Graeme Paton analyses the impact of the crunch on the independent sector

Wispers school, set in the Surrey hills near Haslemere, looks the very picture of an inviting, independent education. A solid red brick building, flanked by striking greenery, it has been home to girls for more than 40 years, providing a stepping stone for many en route to Oxford, Cambridge and high-flying jobs beyond. But today, it is empty. A victim, it seems, of the dreaded credit crunch.

Wispers was forced to close last month citing the economic downturn coupled with a decline in the demand for single-sex schooling and a boarding education as the reson for its demise.

And Wispers is not the only school affected: in the last few months alone, at least half a dozen schools have been forced to shut and more are struggling.
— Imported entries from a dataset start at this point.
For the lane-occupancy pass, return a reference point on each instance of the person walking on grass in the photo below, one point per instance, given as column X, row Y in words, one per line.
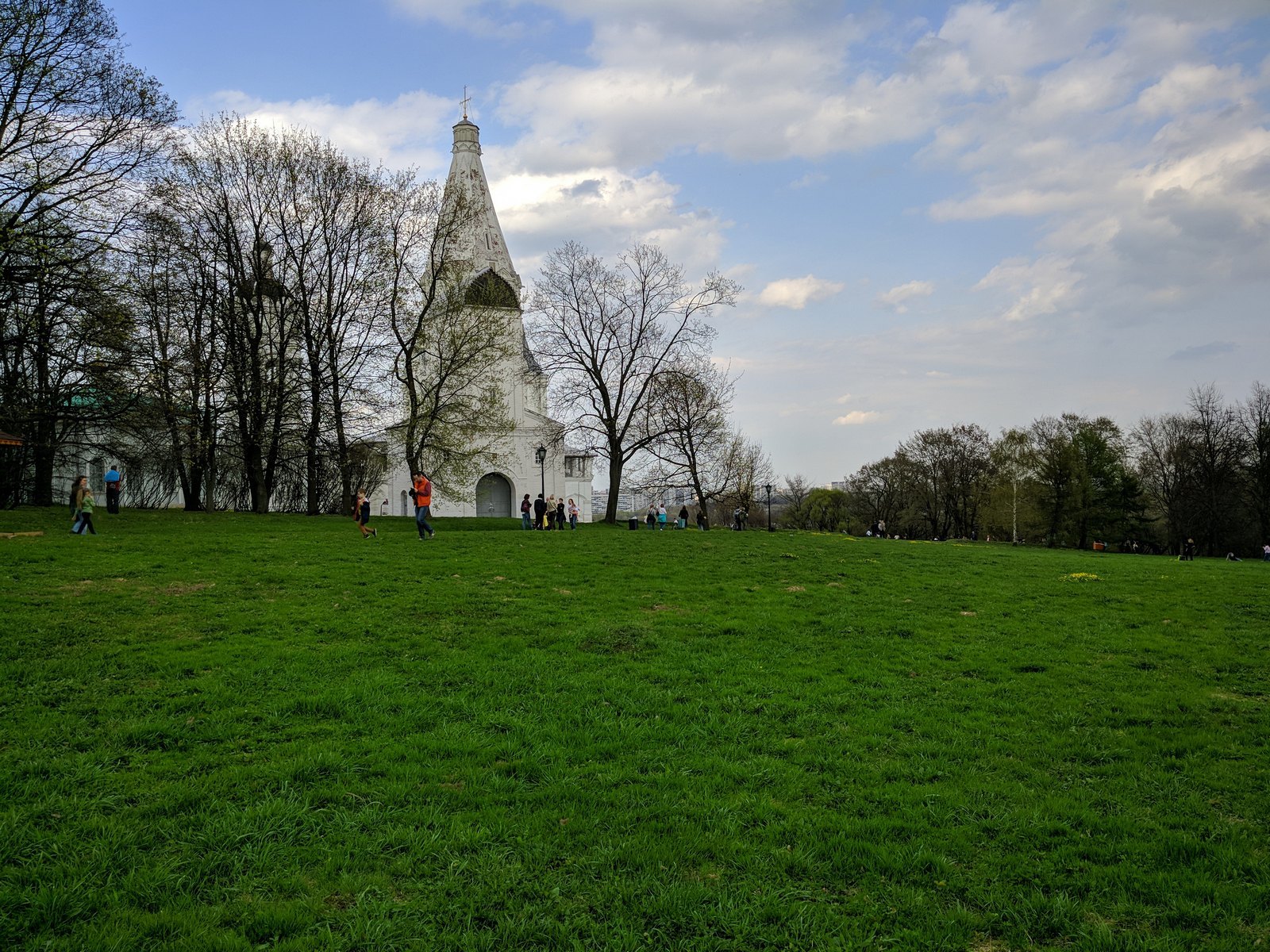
column 362, row 514
column 112, row 482
column 86, row 524
column 422, row 488
column 75, row 499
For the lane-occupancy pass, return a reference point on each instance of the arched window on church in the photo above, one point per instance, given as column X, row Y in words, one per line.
column 491, row 291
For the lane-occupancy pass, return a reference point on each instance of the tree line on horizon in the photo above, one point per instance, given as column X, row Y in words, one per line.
column 1202, row 474
column 233, row 313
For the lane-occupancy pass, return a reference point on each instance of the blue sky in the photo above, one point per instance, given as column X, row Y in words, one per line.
column 941, row 213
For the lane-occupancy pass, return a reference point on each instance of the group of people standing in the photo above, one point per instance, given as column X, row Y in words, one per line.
column 657, row 518
column 83, row 501
column 549, row 513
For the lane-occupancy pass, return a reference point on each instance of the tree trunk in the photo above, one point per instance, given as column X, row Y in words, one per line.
column 615, row 482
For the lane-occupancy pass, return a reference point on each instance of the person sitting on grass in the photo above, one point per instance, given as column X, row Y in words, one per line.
column 362, row 514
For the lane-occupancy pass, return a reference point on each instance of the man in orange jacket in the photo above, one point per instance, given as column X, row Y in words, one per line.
column 423, row 505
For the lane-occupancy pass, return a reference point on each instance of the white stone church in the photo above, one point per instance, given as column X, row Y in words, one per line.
column 563, row 473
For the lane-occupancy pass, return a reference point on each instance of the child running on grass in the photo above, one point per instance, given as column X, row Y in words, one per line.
column 362, row 513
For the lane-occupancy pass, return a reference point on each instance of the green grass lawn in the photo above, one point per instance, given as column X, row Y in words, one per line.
column 234, row 733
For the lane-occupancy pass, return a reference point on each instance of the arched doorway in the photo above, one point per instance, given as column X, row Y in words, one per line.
column 495, row 497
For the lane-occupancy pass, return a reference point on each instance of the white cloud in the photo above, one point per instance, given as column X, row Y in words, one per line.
column 895, row 298
column 856, row 418
column 795, row 294
column 1038, row 287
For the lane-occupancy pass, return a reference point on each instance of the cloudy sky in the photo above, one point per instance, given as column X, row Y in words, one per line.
column 941, row 213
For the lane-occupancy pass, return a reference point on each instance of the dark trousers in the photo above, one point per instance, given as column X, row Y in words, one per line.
column 421, row 518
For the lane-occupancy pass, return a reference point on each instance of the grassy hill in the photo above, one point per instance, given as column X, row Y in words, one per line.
column 233, row 733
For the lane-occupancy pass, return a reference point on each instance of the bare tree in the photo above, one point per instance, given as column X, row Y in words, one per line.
column 1014, row 459
column 1218, row 455
column 228, row 177
column 78, row 127
column 328, row 228
column 795, row 489
column 177, row 298
column 690, row 408
column 610, row 333
column 1165, row 456
column 1254, row 416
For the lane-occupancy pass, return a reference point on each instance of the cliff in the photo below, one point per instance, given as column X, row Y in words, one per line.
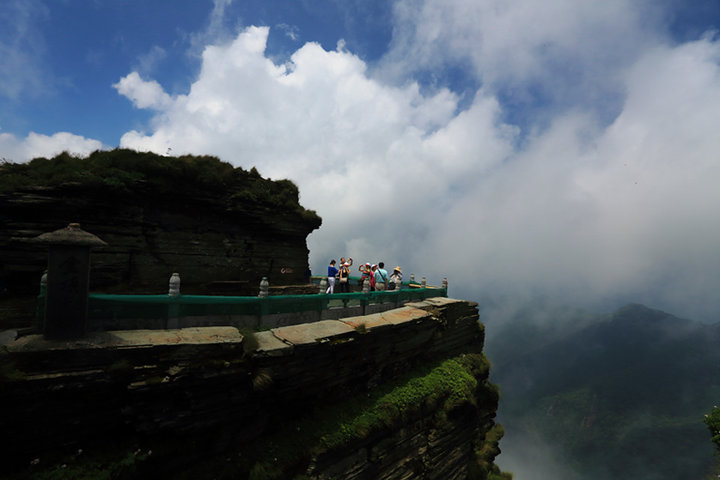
column 194, row 215
column 398, row 394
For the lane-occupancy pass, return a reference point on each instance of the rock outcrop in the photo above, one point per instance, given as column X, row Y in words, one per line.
column 231, row 230
column 399, row 394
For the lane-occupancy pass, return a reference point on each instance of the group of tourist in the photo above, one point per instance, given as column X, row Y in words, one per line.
column 375, row 274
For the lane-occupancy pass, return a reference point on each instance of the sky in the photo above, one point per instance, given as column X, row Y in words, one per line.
column 524, row 148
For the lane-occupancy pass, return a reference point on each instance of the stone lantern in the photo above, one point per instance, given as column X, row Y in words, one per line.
column 68, row 281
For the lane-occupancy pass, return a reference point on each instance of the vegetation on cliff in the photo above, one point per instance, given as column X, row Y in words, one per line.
column 712, row 421
column 125, row 171
column 431, row 394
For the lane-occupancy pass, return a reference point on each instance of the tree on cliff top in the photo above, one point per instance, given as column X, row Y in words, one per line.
column 128, row 171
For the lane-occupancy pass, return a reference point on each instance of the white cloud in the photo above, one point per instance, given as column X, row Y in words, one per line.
column 143, row 94
column 583, row 209
column 35, row 145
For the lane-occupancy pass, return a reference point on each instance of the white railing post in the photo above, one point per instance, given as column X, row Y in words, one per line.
column 174, row 285
column 264, row 288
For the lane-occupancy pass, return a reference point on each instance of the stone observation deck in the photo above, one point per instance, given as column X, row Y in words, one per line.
column 122, row 387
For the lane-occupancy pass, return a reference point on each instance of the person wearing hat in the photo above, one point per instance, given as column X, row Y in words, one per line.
column 344, row 277
column 381, row 278
column 364, row 269
column 395, row 278
column 332, row 272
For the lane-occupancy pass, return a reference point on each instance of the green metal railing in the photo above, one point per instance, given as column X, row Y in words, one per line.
column 104, row 306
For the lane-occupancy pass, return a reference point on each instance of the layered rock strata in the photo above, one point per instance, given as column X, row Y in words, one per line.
column 215, row 400
column 150, row 236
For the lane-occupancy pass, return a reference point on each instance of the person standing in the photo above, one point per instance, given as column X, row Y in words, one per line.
column 381, row 278
column 344, row 277
column 395, row 278
column 332, row 272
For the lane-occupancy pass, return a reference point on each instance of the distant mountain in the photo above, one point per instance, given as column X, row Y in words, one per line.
column 616, row 397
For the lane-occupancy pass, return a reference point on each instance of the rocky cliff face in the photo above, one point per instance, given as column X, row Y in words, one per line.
column 152, row 233
column 398, row 394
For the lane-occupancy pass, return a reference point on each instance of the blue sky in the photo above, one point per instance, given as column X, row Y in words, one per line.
column 558, row 147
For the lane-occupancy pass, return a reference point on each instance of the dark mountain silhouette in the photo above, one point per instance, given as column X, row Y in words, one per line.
column 618, row 397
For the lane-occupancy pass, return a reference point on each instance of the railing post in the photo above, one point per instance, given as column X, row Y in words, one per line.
column 174, row 285
column 264, row 288
column 173, row 318
column 40, row 312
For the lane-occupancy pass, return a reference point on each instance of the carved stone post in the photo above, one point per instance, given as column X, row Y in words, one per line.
column 68, row 281
column 174, row 285
column 264, row 288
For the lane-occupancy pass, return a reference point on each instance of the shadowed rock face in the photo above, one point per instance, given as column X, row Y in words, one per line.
column 150, row 235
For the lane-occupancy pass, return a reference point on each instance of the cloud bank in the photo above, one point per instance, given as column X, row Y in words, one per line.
column 579, row 160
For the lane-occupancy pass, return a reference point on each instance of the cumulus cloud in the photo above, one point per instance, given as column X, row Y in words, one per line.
column 143, row 94
column 37, row 145
column 580, row 206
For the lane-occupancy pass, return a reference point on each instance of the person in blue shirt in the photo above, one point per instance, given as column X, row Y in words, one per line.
column 381, row 278
column 332, row 273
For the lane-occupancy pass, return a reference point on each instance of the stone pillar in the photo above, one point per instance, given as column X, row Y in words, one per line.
column 174, row 285
column 68, row 281
column 264, row 288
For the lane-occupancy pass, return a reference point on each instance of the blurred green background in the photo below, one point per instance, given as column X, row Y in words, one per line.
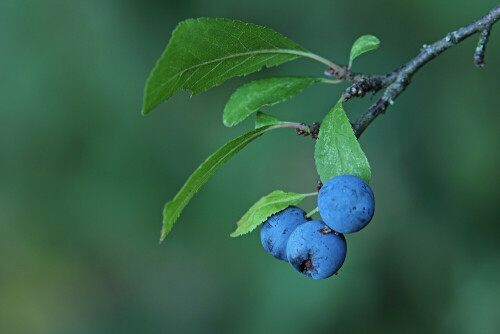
column 83, row 177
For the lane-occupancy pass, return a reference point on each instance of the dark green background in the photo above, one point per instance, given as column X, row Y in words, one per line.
column 83, row 177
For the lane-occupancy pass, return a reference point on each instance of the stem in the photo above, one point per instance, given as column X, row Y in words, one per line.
column 318, row 58
column 396, row 82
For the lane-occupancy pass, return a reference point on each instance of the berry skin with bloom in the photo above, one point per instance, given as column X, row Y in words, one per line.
column 315, row 250
column 278, row 228
column 346, row 203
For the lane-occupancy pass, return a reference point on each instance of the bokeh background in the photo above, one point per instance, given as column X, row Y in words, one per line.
column 84, row 177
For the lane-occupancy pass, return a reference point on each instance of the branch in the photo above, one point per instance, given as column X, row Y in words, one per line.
column 397, row 81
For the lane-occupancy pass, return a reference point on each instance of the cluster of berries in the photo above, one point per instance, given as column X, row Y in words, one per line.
column 315, row 248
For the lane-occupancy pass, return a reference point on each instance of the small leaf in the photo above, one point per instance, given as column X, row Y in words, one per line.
column 174, row 208
column 251, row 97
column 265, row 207
column 205, row 52
column 337, row 150
column 262, row 119
column 363, row 44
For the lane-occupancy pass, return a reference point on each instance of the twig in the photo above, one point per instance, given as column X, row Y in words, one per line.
column 397, row 81
column 481, row 47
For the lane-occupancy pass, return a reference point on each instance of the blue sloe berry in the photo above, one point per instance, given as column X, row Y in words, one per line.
column 315, row 251
column 346, row 203
column 278, row 228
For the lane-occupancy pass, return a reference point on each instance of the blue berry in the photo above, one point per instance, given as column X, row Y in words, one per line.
column 315, row 251
column 346, row 203
column 278, row 228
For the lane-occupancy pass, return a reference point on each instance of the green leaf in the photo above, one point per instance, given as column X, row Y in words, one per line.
column 337, row 150
column 205, row 52
column 264, row 92
column 265, row 207
column 174, row 208
column 363, row 44
column 262, row 119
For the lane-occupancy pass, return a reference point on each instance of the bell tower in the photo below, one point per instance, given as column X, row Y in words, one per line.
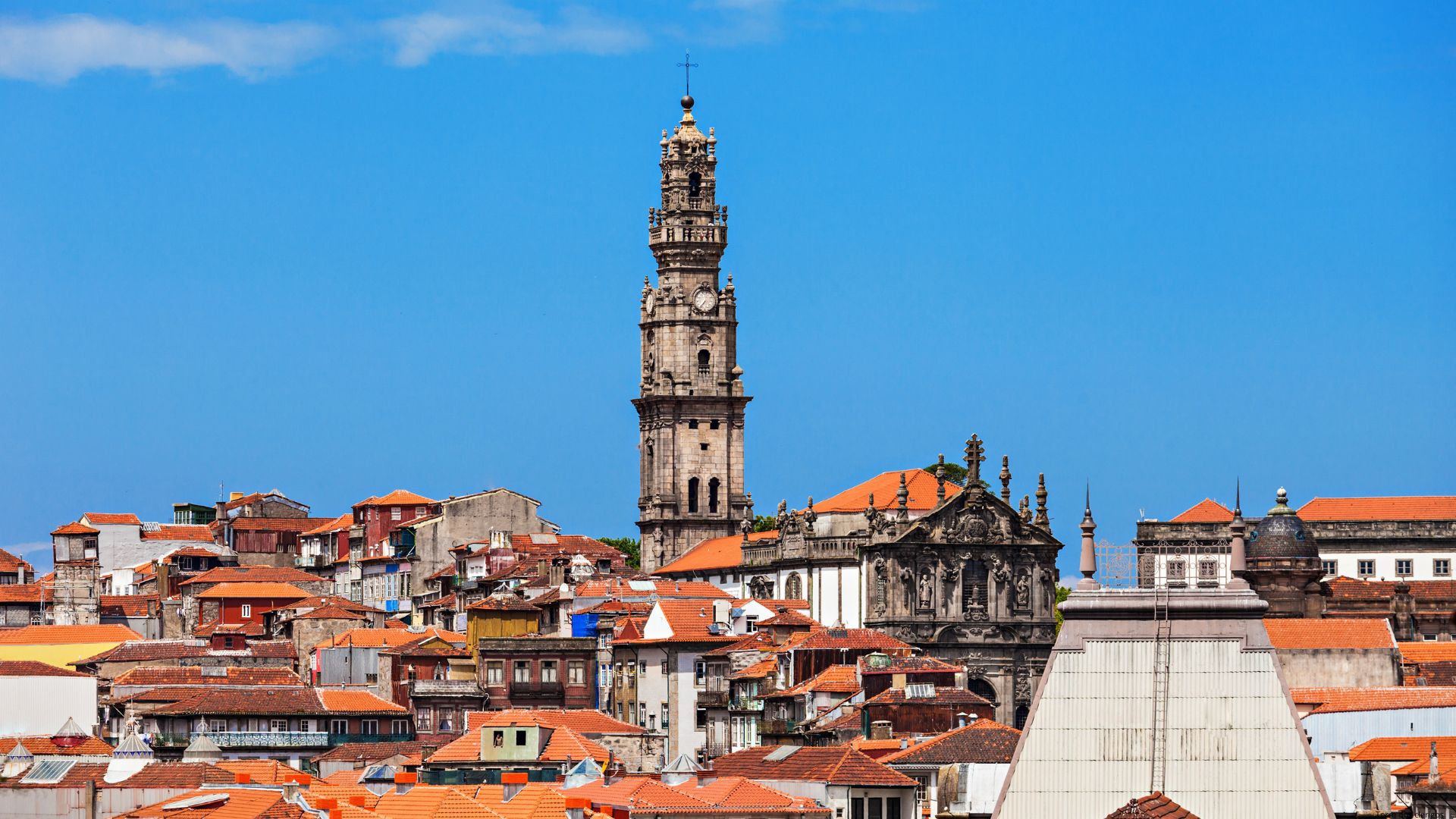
column 691, row 410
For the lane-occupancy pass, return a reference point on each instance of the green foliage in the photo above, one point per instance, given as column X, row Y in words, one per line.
column 629, row 547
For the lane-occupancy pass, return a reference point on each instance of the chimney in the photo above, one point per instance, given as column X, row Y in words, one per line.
column 577, row 808
column 511, row 786
column 405, row 781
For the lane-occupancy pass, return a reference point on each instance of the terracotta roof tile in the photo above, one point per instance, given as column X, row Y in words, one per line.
column 837, row 765
column 255, row 591
column 178, row 532
column 398, row 497
column 109, row 519
column 1335, row 700
column 715, row 553
column 835, row 679
column 1329, row 632
column 254, row 575
column 884, row 485
column 66, row 634
column 1408, row 507
column 77, row 528
column 1206, row 510
column 1153, row 806
column 981, row 742
column 34, row 668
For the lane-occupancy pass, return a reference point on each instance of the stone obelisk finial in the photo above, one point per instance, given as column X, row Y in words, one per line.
column 1088, row 566
column 1237, row 557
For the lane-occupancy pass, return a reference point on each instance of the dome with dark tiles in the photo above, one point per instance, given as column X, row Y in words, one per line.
column 1282, row 535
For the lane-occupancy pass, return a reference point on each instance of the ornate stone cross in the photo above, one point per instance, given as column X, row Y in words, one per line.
column 974, row 455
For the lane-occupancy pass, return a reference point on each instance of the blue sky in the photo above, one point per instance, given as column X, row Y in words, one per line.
column 347, row 248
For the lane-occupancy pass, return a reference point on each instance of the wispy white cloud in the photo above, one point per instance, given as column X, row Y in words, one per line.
column 506, row 30
column 61, row 49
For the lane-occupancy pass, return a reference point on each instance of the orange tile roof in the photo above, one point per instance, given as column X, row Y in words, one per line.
column 398, row 497
column 77, row 528
column 261, row 771
column 566, row 744
column 1207, row 510
column 123, row 519
column 386, row 637
column 1429, row 651
column 1407, row 507
column 34, row 668
column 1337, row 700
column 715, row 553
column 178, row 532
column 356, row 701
column 580, row 720
column 1402, row 749
column 1329, row 632
column 886, row 485
column 254, row 575
column 255, row 591
column 837, row 765
column 835, row 679
column 66, row 634
column 337, row 525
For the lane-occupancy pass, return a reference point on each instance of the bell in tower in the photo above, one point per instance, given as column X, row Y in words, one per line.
column 691, row 409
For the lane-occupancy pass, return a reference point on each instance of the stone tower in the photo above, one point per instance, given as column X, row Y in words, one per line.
column 691, row 410
column 77, row 576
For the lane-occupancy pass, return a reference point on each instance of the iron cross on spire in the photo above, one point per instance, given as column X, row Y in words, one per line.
column 974, row 455
column 688, row 67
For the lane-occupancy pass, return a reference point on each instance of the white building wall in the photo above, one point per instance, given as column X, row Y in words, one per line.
column 41, row 704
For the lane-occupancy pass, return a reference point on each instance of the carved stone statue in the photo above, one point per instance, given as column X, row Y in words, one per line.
column 1022, row 589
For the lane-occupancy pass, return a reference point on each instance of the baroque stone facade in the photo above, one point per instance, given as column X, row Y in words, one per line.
column 973, row 582
column 692, row 403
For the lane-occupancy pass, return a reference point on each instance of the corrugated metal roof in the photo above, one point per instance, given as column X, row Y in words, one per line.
column 1234, row 745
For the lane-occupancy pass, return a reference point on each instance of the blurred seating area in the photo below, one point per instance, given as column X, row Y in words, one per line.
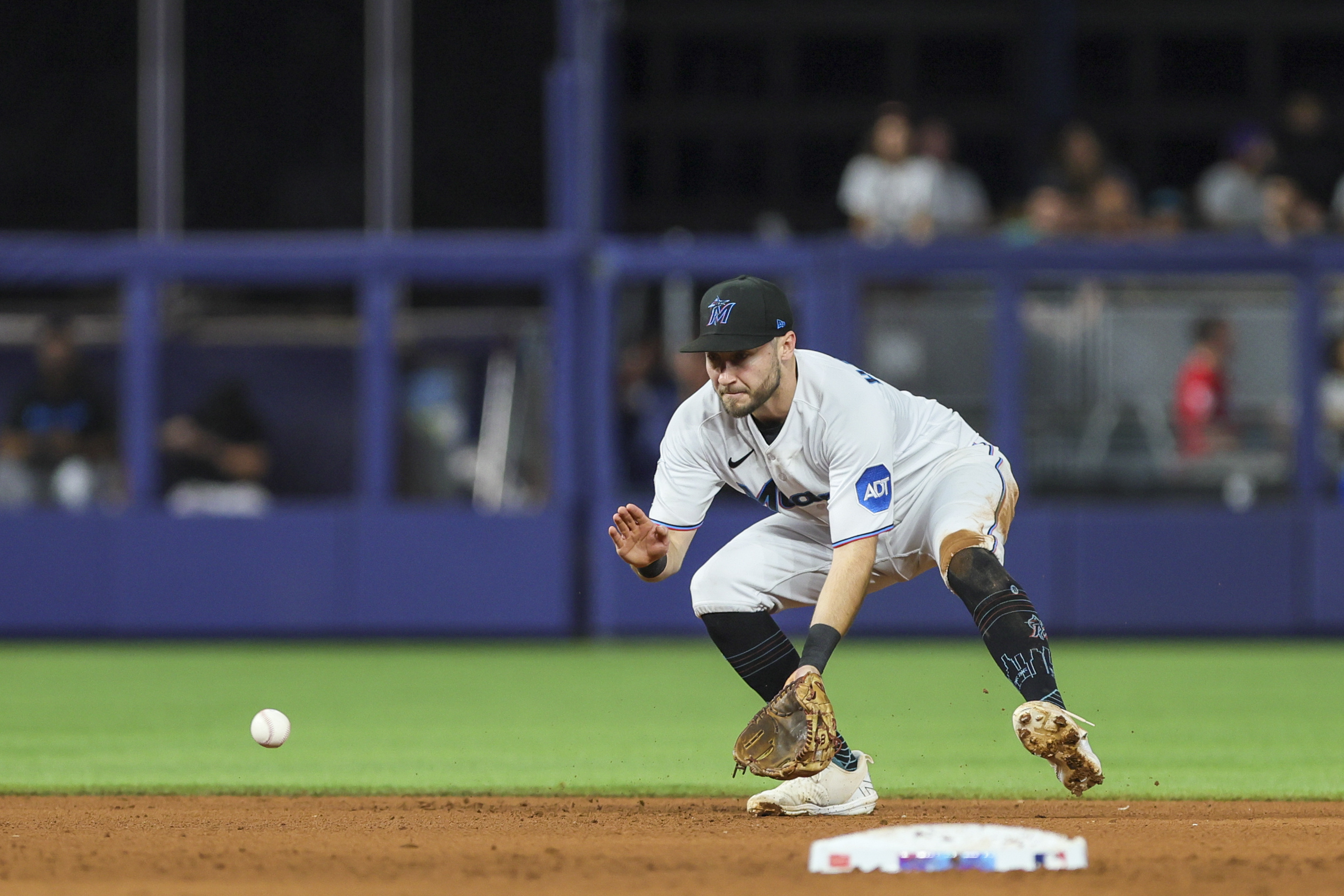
column 1280, row 184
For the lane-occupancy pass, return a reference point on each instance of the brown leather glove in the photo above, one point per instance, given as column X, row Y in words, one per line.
column 793, row 736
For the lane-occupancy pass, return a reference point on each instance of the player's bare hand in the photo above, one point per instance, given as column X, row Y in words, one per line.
column 639, row 541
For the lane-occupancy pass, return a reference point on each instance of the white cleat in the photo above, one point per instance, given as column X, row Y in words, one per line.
column 1051, row 734
column 831, row 792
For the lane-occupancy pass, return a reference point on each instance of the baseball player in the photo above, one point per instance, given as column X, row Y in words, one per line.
column 871, row 485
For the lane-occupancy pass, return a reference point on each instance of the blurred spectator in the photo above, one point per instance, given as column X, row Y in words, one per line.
column 1081, row 164
column 1287, row 212
column 215, row 457
column 1046, row 215
column 960, row 203
column 1333, row 393
column 439, row 454
column 1112, row 209
column 1201, row 403
column 1167, row 212
column 1229, row 194
column 1305, row 151
column 58, row 444
column 890, row 191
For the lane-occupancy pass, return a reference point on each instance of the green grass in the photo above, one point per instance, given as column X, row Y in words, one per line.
column 1205, row 719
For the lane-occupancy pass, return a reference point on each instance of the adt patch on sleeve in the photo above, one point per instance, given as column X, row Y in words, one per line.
column 874, row 488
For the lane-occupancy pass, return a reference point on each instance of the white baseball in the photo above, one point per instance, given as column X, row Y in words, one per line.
column 271, row 727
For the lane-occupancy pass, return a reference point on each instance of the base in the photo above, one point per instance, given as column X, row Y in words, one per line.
column 906, row 848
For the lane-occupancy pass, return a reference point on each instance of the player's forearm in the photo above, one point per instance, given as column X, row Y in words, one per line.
column 846, row 585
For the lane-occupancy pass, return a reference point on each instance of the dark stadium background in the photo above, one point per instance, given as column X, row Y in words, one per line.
column 705, row 120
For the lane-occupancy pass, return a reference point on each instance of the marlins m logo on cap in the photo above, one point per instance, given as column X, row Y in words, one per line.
column 719, row 312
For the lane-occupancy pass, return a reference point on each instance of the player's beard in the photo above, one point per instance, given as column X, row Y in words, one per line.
column 758, row 395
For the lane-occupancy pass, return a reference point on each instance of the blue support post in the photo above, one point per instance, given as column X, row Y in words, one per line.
column 603, row 456
column 1307, row 472
column 566, row 410
column 139, row 387
column 1308, row 338
column 377, row 387
column 1006, row 378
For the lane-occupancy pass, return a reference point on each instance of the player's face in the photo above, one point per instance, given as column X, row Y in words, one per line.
column 745, row 381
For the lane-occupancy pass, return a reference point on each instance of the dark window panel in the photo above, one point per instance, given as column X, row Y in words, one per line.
column 1101, row 65
column 719, row 68
column 822, row 161
column 1181, row 159
column 274, row 115
column 1312, row 63
column 693, row 167
column 479, row 132
column 635, row 68
column 732, row 168
column 961, row 68
column 68, row 115
column 437, row 296
column 842, row 68
column 637, row 167
column 992, row 156
column 1203, row 68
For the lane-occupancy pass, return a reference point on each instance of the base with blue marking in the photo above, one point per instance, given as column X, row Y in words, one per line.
column 910, row 848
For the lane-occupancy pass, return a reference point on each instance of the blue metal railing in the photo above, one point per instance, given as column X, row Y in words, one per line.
column 582, row 280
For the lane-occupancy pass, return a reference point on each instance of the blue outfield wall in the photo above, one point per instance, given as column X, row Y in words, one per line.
column 1094, row 571
column 295, row 571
The 96-year-old La Sagesse school in Jesmond, Newcastle, closed this summer when its rent tripled and another school opened nearby. Four preparatory schools - Westbrook House in Kent, Worthing's Sandhurst School, Dorchester Preparatory in Dorset and Green Hill School in Worcestershire - all shut citing a fall in numbers. St Peter's school in Burgess Hill, West Sussex, a family owned school charging up to £2,600 a term, closed after 43 years, leaving only its nursery open. This grim roll-call underlines the precarious life led by many small independent schools, many of which have only 100 pupils or less and no endowments to fall upon in hard times.

Rising costs
The rising cost of fuel, food and teachers' salaries forces owners to keep fees relatively high to cover out-goings. Yet similar financial pressures on its customers - the parents - heightens the risk that they will walk away from the independent sector altogether.